2006-11

University of the Trees

University of the Trees (UOT) was the most important of CCANW’s long-term projects and had many benefits for both CCANW and UOT. Since its beginnings at CCANW in 2006 it has developed into an interdisciplinary ‘aesthetic strategies’ laboratory for exploring and developing new perceptions, new narratives, extended capacities, and new ways of thinking together: new practices for working toward a living eco-social future.

Image: Mobile Lab 1: The Tree Sling. Instrument © Shelley Sacks. Photo Chris Lewis.

What is University of Trees?

University of the Trees was developed as a framework for enquiries and practices in the field of ‘social sculpture’ and connective practice – inspired by Joseph Beuys’ Social Sculpture ideas, and the Connective Practice Approach developed by Shelley Sacks in the Social Sculpture Research Unit at Oxford Brookes University, as well as globally in practice-based research processes in many non-academic contexts from 2000 onwards.

During 2006-11 CCANW’s role in UOT’s evolution and development was significant. This was the period in which UOT’s principles and guiding images were clarified, and its first practice-based prototypes or Mobile Labs were developed.

In the following sections, Shelley describes its evolution, principles, ‘instruments’ and timeline at CCANW.

Clive Adams

Acknowledgements and Permissions

Evolution of University of Trees

University of the Trees began its life in Ireland in 2000 with a different name A Place for New Vision. I was invited by Gordon Campbell’s Academy of Everything is Possible to perform my Landing Strip for Souls (first performed and seen by Clive at the Between Nature conference at Lancaster University that same year) to celebrate the planting of 7,000 Irish Oaks for the Millennium at Uisneach, Ireland, and to honour Joseph Beuys’ work to shape a living future. This invitation led to a proposal for A Place for New Vision in Ireland, which was a precursor of the UOT in Haldon Forest with CCANW.

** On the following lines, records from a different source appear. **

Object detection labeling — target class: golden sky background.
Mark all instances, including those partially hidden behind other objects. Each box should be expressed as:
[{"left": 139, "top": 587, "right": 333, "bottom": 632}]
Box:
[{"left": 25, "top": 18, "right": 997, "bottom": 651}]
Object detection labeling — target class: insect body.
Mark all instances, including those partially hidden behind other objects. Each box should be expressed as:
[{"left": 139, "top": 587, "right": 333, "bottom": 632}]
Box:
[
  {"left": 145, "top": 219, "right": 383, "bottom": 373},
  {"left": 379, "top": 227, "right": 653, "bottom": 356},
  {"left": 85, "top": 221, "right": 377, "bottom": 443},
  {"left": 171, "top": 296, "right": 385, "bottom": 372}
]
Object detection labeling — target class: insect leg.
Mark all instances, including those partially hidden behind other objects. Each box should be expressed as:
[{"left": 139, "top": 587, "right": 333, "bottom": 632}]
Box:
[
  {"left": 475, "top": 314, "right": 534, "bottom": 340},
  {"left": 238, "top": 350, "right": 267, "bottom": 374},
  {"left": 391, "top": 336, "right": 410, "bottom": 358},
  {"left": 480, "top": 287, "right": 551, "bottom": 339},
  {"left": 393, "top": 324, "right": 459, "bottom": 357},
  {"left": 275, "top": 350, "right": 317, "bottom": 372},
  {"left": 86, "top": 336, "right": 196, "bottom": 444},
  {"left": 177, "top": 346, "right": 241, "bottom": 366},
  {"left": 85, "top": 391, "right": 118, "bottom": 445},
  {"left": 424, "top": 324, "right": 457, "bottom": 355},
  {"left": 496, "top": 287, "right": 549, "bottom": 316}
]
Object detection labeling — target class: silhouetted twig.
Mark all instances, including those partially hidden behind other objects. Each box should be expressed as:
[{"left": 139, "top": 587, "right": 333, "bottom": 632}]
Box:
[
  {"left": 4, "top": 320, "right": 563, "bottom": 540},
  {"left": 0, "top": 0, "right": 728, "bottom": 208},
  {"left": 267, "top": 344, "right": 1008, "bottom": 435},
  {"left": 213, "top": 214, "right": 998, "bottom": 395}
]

The multi-stakeholder exchanges in Dublin from 2002-3, hosted by the Centre for Sustainable Development, supported my view that working with Beuys’ social sculpture ideas for the new Millennium meant more than planting 7,000 trees. These exchanges highlighted that social sculpture was also about bringing human agency and ‘the artist’ in us all into focus, about creating opportunities for committed action and reflective consciousness in partnership with the trees, as well as about planting trees. The Irish initiative floundered because Irish Heritage refused permission to plant the trees on national heritage land, especially if people were an ongoing element in the process.

In 2005 Clive had approached me to develop a social sculpture project linked to CCANW in the Haldon Forest. Clive’s questioning approach about social sculpture and willingness to allow me to embark on a ‘slow research’ process in the forest context, enabled me to develop a reflective social sculpture arena and for the spirit of A Place for New Vision to reawaken as University of the Trees.

Proposal for UOT at CCANW November 2005. © Shelley Sacks

One of the challenges for me in working with an ecologically focused art and nature organisation was to develop something that would enable people to experience the social sculpture ideas and the differences between social sculpture and nature-based eco-art as it was generally understood.

Throughout 2006, whilst trying to get a sense of what kind of social sculpture-connective practice could possibly be developed in planted, standing forest, I had many rich exchanges with CCANW staff, members of the public, assistants and friends including James Reed, John Evans, Chris Seeley and Volker Harlan, and one important meeting with a forest ranger.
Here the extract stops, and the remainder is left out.